Las recetas de Marinoff
El filósofo canadiense Lou Marinoff, rey midas de las listas de venta y autor de Más Platón y menos Prozac, publica El poder del Tao. Filosofía milenaria para combatir el estrés contemporáneo: contra la crisis, recetas espirituales.
El filósofo que más libros vende en todo el planeta nos recibe en un rincón apartado y silencioso del vetusto Ateneo de Madrid. De fondo, un leve eco de cucharillas y tazas de café. En primer plano, el autor de best-sellers como Más Platón y menos Prozac –“mi agente me advirtió que ese libro me iba a cambiar la vida... y lo hizo”–, una presencia avasalladora e hiperactiva envuelta en una sonrisa pegadiza. Un torrente de palabras, gestos y miradas afiladas. Cuerpo espigado y un par de manos finas y delgadas. Dos brazos inquietos que ponen punto final a cada frase cayendo sobre sus dos piernas, como si las ideas, una a una, acabaran por posarse una a una sobre la realidad. Eso y dos cejas que no paran quietas aguantando el ritmo de dos ojos que, más que mirar, bailan al son de su verbo.
El dos es un número especial para Lou Marinoff (Montreal, 1951). Representa el ying y el yang, dos realidades contiguas que fluyen entrelazadas y que son la esencia de una religión milenaria, el taoísmo, cuyas enseñanzas impregnan el último libro de Marinoff, El poder del Tao (Ediciones B), que acaba de presentar en España, país que ha escogido para su estreno mundial.
Marinoff es devorado en los cincos continentes por una legión de lectores que le convierten en uno de los autores más solicitados del mundo. Una situación que se disparó a partir de la publicación de Más Platón y menos Prozac (1999), una biblia contra el estrés contemporáneo y la excesiva medicalización de los estados depresivos que terminó traduciéndose a más de 25 lenguas.
Los beneficios de la crisis.
Más allá de esconder en sus páginas un sabroso compendio de recetas espirituales, El poder del Tao es una guía –pasada por la turmix de este catedrático del City College de Nueva York- para comprender que la crisis también tiene sus cosas buenas: “El arte -confiesa nada más sentarse- está en saber dónde están los beneficios”. Pero, ¿qué ganamos con esta crisis? Marinoff levanta los dos brazos, afila el gesto y abre fuego: “Todo el mundo habla de crisis. Lo bueno es que, llegados a este punto, solo nos queda descubrir recursos propios y personales para intentar ser optimistas. La economía está cambiando la vida de las personas”.

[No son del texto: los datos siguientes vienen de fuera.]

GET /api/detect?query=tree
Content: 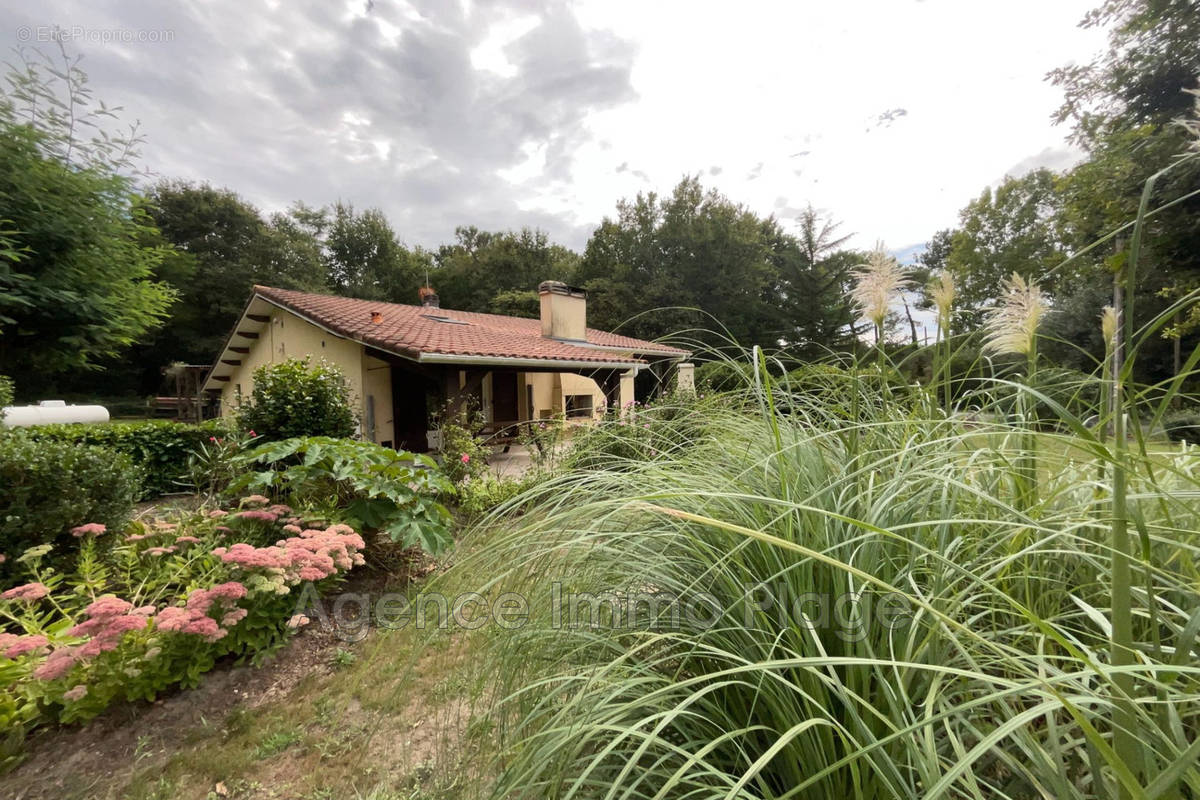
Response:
[768,205,865,356]
[0,53,173,392]
[946,169,1070,329]
[432,225,580,317]
[580,176,858,351]
[323,203,428,303]
[1051,0,1200,379]
[1050,0,1200,151]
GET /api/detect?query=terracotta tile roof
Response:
[254,287,688,363]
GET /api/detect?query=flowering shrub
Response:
[0,497,364,753]
[433,398,491,483]
[233,437,452,554]
[238,359,358,440]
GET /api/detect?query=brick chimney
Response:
[538,281,588,342]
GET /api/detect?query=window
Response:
[565,395,592,420]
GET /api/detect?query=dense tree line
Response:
[0,0,1200,398]
[922,0,1200,380]
[0,45,860,399]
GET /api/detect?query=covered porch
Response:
[362,349,691,452]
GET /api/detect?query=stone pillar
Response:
[676,361,696,395]
[617,369,637,415]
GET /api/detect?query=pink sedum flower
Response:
[34,648,77,680]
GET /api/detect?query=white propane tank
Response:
[0,401,108,428]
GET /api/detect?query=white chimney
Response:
[538,281,588,342]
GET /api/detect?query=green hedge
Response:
[0,431,142,575]
[28,420,227,500]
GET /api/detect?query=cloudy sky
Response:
[7,0,1103,256]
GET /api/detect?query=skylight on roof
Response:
[421,314,470,325]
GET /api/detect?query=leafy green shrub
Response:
[0,498,364,753]
[433,398,491,483]
[28,420,228,499]
[1163,408,1200,445]
[695,360,754,392]
[232,437,452,554]
[238,357,358,440]
[0,375,13,412]
[0,431,142,582]
[455,474,542,521]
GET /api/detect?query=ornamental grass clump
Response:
[983,272,1050,509]
[431,335,1200,800]
[850,242,910,353]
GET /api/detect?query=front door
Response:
[492,372,521,434]
[391,366,432,452]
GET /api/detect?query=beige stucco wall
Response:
[221,308,392,441]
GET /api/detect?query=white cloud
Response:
[8,0,1103,248]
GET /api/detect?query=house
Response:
[204,281,692,451]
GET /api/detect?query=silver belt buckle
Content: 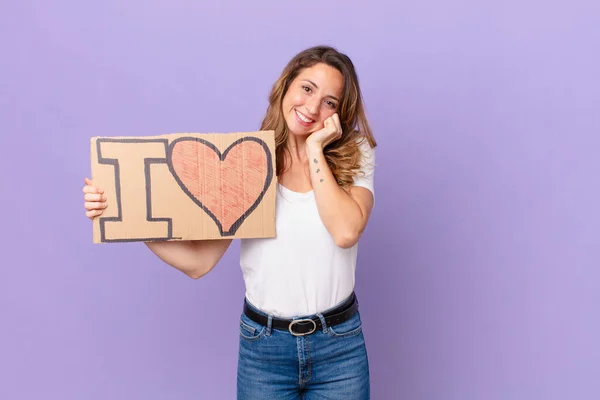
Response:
[288,318,317,336]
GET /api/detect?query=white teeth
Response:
[296,110,313,124]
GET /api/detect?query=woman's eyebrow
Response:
[304,79,340,102]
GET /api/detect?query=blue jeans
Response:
[237,296,370,400]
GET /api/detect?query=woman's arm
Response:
[306,143,374,248]
[146,239,232,279]
[306,113,374,248]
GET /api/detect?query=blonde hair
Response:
[261,46,377,188]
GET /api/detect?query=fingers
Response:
[83,201,108,211]
[83,178,104,193]
[85,210,102,219]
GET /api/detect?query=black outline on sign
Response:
[96,139,174,243]
[167,136,273,236]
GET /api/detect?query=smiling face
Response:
[281,63,344,136]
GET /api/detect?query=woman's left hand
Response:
[306,113,342,148]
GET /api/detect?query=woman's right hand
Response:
[83,178,107,220]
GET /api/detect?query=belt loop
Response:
[266,315,273,336]
[317,313,327,333]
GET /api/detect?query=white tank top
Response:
[240,141,375,318]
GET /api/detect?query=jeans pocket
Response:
[240,314,267,341]
[327,312,362,338]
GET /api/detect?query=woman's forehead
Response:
[297,63,344,95]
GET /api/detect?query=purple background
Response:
[0,0,600,400]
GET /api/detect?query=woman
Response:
[83,46,376,400]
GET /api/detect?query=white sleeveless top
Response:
[240,140,375,318]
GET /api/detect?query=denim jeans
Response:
[237,294,370,400]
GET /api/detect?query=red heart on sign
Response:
[167,136,273,236]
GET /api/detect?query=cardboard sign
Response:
[91,131,276,243]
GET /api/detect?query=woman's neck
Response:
[286,134,308,164]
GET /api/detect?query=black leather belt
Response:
[244,292,358,336]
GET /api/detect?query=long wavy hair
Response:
[261,46,377,188]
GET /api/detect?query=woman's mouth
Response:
[294,110,315,126]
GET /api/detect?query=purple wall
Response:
[0,0,600,400]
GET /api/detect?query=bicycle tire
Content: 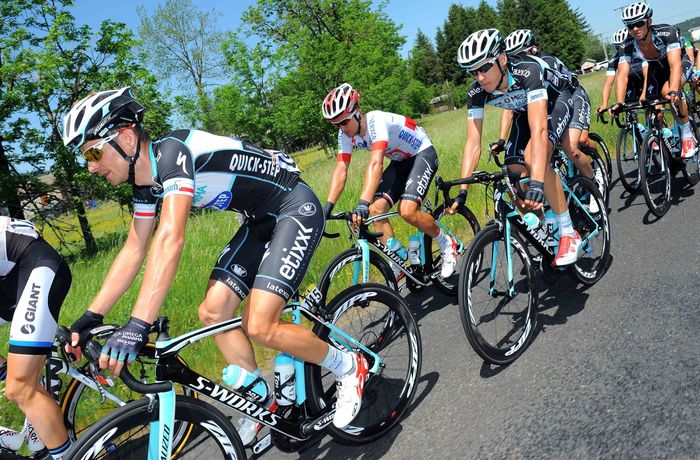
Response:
[568,177,611,286]
[317,246,398,305]
[423,204,481,297]
[459,224,537,365]
[588,132,613,183]
[60,354,198,458]
[616,126,641,193]
[680,117,700,187]
[306,283,422,445]
[71,396,246,460]
[639,130,671,217]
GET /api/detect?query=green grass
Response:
[0,72,616,428]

Según Marinoff, necesitamos nuevos líderes. Personas que se miren en el espejo de Confucio y Lao Tse -autor del Tao Te Ching, libro fundacional del taoísmo milenario-: “Como sabe, he sido -sonríe Marinoff- consejero de varios líderes mundiales y presidentes de empresas y entidades financieras [lo fue durante más de 15 años, antes de publicar Más Platón y menos Prozac en 1999] y siempre les dije que tenían que utilizar su poder y su posición para crear oportunidades y no para enriquecerse masivamente. Necesitamos cultivar mejores líderes, y eso me hace pensar en Confucio y Lao Tse. Hace 2.500 años ellos ya habían entendido que un líder que roba a sus súbditos no dura mucho y, además, causa mucho sufrimiento. Yo les decía esto, así que no nos engañemos, sabían lo que hacían. Mire, los líderes auténticos invierten la pirámide. No están arriba sino que cargan con el peso de las responsabilidades, de eso trata mi libro”.
La receta es el Tao. ¿Contra qué? “Contra una crisis de valores -explica- que se ha convertido en una crisis material. Lo que digo es que tenemos que reinventarnos, y lo tenemos que hacer ahora porque los antiguos modelos ya no valen. La gente debe buscar cosas nuevas y antes tiene que encontrar recursos propios. Hay que descubrirse de nuevo y buscar otros talentos dentro de nosotros mismos, y desarrollarlos”.
¿Necesitamos readaptarnos? ¿Reinventarnos? “Exacto, el Tao está en la fundación de esa idea. Todo está en permanente cambio: el ying y el yang nos enseñan que beneficio y pérdida están entrelazados. Si pierdes algo, siempre hay algo que puedes ganar”.